Sein CO Joe Burnett hatte eine lange Liste an Verfehlungen.
Darrel White, der als ehemaliger Major der australischen SASR eigentlich prädestiniert war, wehrte
sich mit Händen und Füßen. Außerdem gab es in seiner Akte ebenfalls etwas, das Clarkson gegen ihn
auslegen würde.
Ryan zerbrach sich den Kopf, warum der Verteidigungs-minister so handelte. Sie hatten ihn nie
enttäuscht. Sie waren nur keine Einheit mit einer blütenweißen Weste. Ryan bezweifelte jedoch, dass
es so eine Einheit irgendwo geben würde. Einige der Teammitglieder, die seit der Gründung der
beiden Einheiten der I.A.T.F dabei waren, äußerten immer wieder den Verdacht, dass Clarkson
einfach nur ein gewaltiges Problem damit hatte, dass das Team mit seinem Vorgänger sehr gut
klargekommen war. Dass dieser per Du mit dem Gründer Paul Redmann ge-wesen war, weil dieser
zusammen mit dem ehemaligen Minister gedient hatte. Sie hatten gemeinsam viel erlebt, da war es
verständlich, dass der private Ton oft freundschaftlich war.
Ryans Überlegungen kreisten um so viele Punkte. Wer leitete das Team während seiner
Abwesenheit? Wie sollte er seinen Kameraden sagen, was los war oder sollte er es verschweigen? Wie
Anne über das aufklären, was er tun musste? Diese Gedanken machten es ihm unmöglich zu
schlafen. Obwohl er Elijah eingeweiht hatte und dieser zugesagt hatte, ihm den Rücken freizuhalten,
sorgte er sich. Elijah war neu, er kannte viele Abläufe nicht so gut wie er und wenn er nicht da war,
konnte er ihn nicht um Rat fragen. Es war absolut verzwickt.

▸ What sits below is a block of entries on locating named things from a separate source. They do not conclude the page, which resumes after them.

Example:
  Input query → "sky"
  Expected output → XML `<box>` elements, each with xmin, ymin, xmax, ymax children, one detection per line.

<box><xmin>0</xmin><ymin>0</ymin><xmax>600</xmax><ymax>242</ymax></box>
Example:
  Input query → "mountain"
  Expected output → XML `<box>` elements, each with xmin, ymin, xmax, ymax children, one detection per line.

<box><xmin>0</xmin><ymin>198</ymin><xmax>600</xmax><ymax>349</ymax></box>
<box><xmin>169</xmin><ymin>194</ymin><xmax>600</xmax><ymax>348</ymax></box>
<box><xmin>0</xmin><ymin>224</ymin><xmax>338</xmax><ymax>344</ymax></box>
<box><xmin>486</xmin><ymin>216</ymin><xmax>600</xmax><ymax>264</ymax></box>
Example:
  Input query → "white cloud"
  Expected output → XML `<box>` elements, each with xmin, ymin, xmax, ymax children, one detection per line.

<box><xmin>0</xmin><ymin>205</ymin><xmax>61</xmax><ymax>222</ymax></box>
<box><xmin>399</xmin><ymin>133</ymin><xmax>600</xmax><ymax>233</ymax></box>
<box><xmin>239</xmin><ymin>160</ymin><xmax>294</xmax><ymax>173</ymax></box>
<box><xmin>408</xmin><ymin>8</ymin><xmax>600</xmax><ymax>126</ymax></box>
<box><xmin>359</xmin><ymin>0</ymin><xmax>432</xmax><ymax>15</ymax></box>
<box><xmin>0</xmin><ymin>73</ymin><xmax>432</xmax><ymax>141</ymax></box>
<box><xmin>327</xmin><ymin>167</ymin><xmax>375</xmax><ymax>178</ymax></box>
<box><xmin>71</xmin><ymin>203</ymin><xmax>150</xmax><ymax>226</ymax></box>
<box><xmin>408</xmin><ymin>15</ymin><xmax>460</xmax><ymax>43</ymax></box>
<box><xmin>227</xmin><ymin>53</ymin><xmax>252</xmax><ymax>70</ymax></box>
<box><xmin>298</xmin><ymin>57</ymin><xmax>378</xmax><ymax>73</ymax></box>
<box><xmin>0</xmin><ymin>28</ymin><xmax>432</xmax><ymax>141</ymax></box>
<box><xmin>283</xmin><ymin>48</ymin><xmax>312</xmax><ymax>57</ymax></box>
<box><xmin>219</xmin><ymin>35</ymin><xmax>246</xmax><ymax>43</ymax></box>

Sein Blick wanderte zu Anne. Sie schlief, der Wecker zeigte inzwischen zwei Uhr in der Nacht an.
Er rechnete die Stunden herunter, bis er bei Clarkson im Büro stehen würde und bis dieser ihn sonst
wohin schickte. Womöglich würde aber etwas völlig anderes passieren. Vielleicht würde er ihn
rauswerfen. Oder, was weit schlimmer werden würde, er könnte das Team auflösen und ihm den
Auftrag geben, diese Botschaft an sein Team weiterzugeben. Wie um alles in der Welt sollte er das
erklären? Was seinen Kameraden sagen? Er konnte ihnen doch nicht gegenübertreten und behaupten,
dass er es hatte kommen sehen. Dass er gewusst hatte, dass das passieren würde. Nein, er hatte es
nicht gewusst. Seine Gedanken begannen, sich schneller zu drehen. Immer düstere Bilder entstanden
in seinem Kopf. Sie würden ihn zurecht anklagen und ihm die Schuld geben.
»Ryan?«
Er schreckte zusammen. Anne lag mit etwas Abstand neben ihm, sie hatte nur eine Hand auf
seiner Brust liegen. Wann sie von ihm abgerückt war, wusste er nicht. Ein eiskalter Schauer durchlief
seinen Körper. Er spürte seinen rasenden Herzschlag und begann zu begreifen, dass er eingeschlafen
und von einem Albtraum heimgesucht worden sein musste.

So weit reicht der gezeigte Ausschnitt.